Minutes, hours, days later, he pressed his forehead to mine. “I cannot until you do.”
I’d met guys like him before—in handcuffs.
While most rapists wanted to assuage their pain by causing someone else’s, vent their anger, show their dominance—some liked to pretend it wasn’t rape by making the woman participate. Some couldn’t get off unless they managed to “satisfy” the object of their twisted affection.
I hated those guys.
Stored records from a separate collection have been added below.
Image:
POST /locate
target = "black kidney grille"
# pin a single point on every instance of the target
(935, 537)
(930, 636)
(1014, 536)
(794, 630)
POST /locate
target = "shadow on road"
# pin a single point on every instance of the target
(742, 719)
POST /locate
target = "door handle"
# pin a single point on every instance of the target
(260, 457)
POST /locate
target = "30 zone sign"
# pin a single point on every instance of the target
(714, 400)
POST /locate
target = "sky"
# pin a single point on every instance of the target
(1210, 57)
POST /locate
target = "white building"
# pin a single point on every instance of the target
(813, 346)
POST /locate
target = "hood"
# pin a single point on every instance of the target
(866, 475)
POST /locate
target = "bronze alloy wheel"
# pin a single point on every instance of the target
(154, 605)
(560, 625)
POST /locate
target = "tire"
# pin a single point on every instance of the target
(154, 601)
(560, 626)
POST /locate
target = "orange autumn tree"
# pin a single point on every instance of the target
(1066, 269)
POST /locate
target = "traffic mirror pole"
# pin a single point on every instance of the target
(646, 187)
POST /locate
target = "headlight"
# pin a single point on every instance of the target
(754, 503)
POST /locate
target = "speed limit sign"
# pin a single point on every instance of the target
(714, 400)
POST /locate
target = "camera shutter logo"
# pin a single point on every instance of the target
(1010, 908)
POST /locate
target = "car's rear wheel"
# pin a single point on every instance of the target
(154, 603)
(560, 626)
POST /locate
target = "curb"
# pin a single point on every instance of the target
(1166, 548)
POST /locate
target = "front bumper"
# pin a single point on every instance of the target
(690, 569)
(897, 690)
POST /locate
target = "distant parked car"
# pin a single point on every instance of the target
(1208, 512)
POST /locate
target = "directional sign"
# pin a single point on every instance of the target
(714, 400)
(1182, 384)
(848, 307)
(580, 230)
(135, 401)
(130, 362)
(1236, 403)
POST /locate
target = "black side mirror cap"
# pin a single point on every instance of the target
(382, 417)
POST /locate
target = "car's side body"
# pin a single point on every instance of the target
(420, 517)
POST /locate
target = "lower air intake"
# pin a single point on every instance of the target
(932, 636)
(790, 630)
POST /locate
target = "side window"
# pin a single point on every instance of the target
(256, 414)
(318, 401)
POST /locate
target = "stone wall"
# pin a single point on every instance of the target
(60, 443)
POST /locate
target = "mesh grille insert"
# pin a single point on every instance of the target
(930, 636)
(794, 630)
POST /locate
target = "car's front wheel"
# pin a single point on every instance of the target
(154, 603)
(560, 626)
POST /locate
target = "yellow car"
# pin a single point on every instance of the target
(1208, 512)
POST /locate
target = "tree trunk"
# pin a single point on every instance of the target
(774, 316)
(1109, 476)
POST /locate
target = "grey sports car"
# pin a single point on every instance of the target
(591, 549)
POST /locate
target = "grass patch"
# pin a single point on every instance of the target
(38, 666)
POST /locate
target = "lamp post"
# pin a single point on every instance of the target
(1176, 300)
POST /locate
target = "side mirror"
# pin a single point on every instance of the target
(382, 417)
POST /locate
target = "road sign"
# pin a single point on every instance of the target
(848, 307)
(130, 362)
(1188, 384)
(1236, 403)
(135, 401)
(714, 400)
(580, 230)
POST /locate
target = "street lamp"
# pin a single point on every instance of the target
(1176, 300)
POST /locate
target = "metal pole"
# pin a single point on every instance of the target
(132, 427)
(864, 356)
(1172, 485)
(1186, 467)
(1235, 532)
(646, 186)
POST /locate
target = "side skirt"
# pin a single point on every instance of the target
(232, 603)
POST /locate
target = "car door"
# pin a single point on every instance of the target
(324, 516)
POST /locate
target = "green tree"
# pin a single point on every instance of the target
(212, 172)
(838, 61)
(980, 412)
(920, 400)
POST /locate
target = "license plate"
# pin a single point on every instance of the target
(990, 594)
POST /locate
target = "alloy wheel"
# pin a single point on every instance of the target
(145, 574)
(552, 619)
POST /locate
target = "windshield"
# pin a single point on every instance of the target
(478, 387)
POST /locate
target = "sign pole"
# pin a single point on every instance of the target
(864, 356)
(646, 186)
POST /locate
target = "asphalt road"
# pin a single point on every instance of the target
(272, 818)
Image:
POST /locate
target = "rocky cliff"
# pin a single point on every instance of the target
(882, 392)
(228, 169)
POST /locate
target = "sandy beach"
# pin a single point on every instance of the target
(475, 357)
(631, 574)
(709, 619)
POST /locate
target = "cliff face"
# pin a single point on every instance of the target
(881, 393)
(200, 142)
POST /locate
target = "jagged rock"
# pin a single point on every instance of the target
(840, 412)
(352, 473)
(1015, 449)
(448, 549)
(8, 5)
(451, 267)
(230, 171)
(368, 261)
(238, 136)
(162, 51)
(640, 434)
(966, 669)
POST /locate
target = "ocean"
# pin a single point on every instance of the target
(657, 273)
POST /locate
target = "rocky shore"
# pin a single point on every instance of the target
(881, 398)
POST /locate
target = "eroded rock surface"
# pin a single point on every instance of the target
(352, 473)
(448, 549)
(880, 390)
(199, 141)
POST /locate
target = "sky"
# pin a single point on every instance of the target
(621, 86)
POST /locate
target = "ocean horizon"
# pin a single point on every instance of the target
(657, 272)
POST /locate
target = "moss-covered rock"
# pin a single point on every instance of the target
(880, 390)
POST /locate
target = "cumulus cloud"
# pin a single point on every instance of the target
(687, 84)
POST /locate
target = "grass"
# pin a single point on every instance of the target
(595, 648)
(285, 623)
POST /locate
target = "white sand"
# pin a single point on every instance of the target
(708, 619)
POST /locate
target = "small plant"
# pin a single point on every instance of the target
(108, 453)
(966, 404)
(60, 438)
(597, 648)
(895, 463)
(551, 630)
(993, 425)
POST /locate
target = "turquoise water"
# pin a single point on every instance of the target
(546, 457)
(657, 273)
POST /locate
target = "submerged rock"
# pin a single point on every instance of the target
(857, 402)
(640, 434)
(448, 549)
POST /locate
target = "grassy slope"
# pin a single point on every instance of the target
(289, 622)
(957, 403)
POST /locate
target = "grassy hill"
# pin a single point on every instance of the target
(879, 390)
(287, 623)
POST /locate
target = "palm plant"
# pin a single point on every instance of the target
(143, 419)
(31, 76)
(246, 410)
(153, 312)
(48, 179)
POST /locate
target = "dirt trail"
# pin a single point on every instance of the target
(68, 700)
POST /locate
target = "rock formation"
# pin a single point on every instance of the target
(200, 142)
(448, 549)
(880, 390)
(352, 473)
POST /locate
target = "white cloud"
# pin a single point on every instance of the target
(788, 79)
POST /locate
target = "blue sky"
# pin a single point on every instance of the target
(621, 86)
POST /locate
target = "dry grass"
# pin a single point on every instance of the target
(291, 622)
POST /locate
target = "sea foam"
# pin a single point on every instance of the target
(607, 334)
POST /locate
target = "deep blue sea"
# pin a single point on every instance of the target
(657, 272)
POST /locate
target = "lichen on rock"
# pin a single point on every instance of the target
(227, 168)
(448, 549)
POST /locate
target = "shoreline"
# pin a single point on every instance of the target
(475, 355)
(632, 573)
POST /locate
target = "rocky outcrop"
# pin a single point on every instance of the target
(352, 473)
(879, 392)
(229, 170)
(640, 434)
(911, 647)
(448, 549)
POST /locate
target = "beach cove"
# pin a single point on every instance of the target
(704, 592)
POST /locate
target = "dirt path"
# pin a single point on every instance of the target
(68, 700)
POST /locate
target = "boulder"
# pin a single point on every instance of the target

The women who were assaulted by them were more traumatized than the ones attacked by any of the others. Maybe because the asshole made them believe they must have wanted it, wanted him, otherwise why would they have climaxed?
Mait licked the tip of his thumb and, holding my gaze, slipped his hand between us and unerringly found the right place. He continued to stare into my eyes as he rolled his thumb in a circle, all the while sliding in and out, faster and faster until—
I came.
My body convulsed, tightening around him. His breath caught; his eyes went blank. In them I saw myself—my face stark, blue eyes wide, framed against the dark stones of the building like the sacrifice I’d made of myself.
I couldn’t watch. As I continued to quiver in reaction, I shut my eyes against the night and as the orgasm drained away, lightning flashed from a clear sky, leaving behind an ozone-scented wind. The flare of power as it passed between us was like boiling oil in the blood—painful but also exhilarating. Magic so often was.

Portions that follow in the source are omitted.